The fact that beef has never played the same leading role as pork or poultry in Southern cooking explains partly why the tough, bony, but extremely flavorful oxtail has not been used more (despite the wide popularity of short ribs). Today, however, oxtails are much more available in supermarkets than in the past, and since they lend themselves so beautifully to soups and slow braising, it’s a shame not to exploit their potential. I remember one exceptional oxtail and vegetable soup I ate at a friend’s home in Oxford, Mississippi, but without question, these crusty deviled oxtails I relished at the renowned Greenbrier Resort in White Sulphur Springs, West Virginia, serve to illustrate just how glorious this lowly cut of beef can be.
In a large casserole, combine the oxtails, water, onion, celery, carrot, thyme, and bay leaf, cover, and braise in the oven till the oxtails are tender but not falling apart, about 2½ hours. Uncover and let cool.

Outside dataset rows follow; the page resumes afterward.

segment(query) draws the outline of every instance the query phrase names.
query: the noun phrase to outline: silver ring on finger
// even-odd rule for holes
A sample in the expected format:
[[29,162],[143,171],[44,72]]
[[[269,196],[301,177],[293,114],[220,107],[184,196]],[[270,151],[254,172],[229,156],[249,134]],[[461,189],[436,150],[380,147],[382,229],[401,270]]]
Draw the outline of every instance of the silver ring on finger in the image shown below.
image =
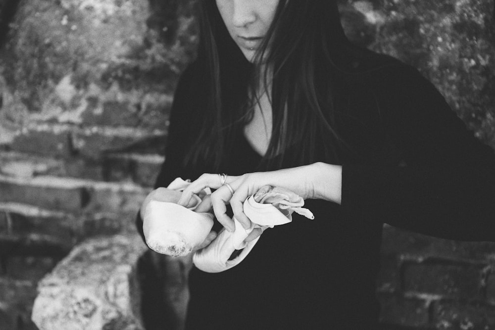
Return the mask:
[[234,196],[234,189],[232,189],[232,187],[231,187],[230,185],[226,182],[225,184],[224,185],[224,186],[226,186],[227,188],[229,189],[229,190],[230,190],[230,193],[232,194],[232,196]]
[[228,176],[225,173],[222,173],[221,174],[218,173],[218,176],[220,177],[220,182],[222,184],[222,186],[224,185],[225,184],[225,181],[227,181],[227,177]]

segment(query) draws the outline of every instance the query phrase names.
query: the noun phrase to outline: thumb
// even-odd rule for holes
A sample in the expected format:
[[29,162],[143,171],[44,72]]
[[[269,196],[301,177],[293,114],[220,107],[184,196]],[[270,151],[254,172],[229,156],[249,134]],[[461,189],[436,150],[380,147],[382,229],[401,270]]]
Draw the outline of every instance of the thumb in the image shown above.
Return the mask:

In a small bowl, combine the sour cream, mustard, Worcestershire, salt and pepper, and cayenne pepper, stir till well blended, and set aside. Place the bread crumbs in a wide, shallow bowl and set aside.
Preheat the oven broiler.
With a slotted spoon, transfer the oxtails to paper towels and pat dry. Coat completely with the sour cream mixture, dredge in the bread crumbs, and arrange in a single layer in a greased baking pan. Drizzle the butter over the oxtails and broil about 4 inches from the heat, turning once, till golden brown and crusty, 12 to 15 minutes. Serve piping hot.